I suggest you do all the calculations you mention not in a foreach but directly in your aggregator, that is, in the adder:

(k, v, aggregate) -> aggregate.add(k,v), /* adder */

the add method can do all the things you mentioned (I suggest you first map the JsonNode to a Java object, let's call it Transaction), consider this pseudo-code:

private int low = Integer.MAX; // whatever type you use to represent prices
private int high = Integer.MIN;
private long openTime = Long.MAX; // whatever type you use to represent time
private long closeTime = Long.MIN;
...
public InfoRecord add(String key, Transaction tx) {
  if(tx.getPrice() > this.high) this.high = tx.getPrice();
  if(tx.getPrice() < this.low) this.low = tx.getPrice();
  if(tx.getTime() < this.openTime) {
    this.openTime = tx.getTime();
    this.open = tx.getPrice();
  }
  if(tx.getTime() > this.closeTime) {
    this.closeTime = tx.getTime();
    this.close = tx.getPrice();
  }
  return this;
}

Keep in mind that you may in reality get more than one record on output for each window as the windows can be updated multiple times (they're never final) as is explained in more detail here: https://stackoverflow.com/a/38945277/7897191

I don't know what a K-line is but if you want multiple windows of increasing duration, the pattern is outlined here

UPDATE: To aggregate all records in a window, just change the key to some static value before doing the aggregation.

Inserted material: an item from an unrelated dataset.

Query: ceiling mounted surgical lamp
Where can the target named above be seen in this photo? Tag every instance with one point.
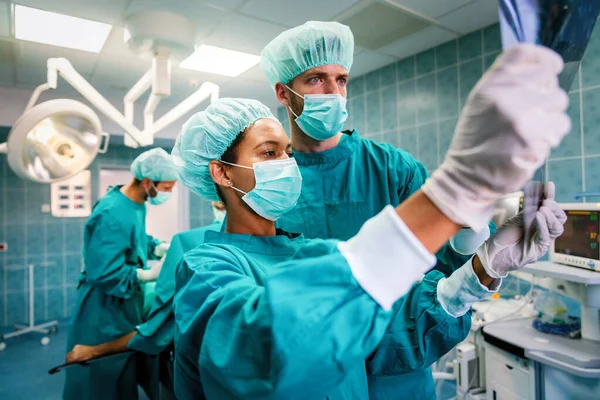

So to create your grouped stream you can use groupBy(KeyValueMapper), something like:

KGroupedStream<String, JsonNode> groupedStream = transactionKStream.groupBy( (k, v) -> ""); // give all records the same key (empty string)

Please be aware that this will cause repartitioning (since partition is determined by the key and we're changing the key) and the execution downstream will become single threaded (since there will now be just one partition).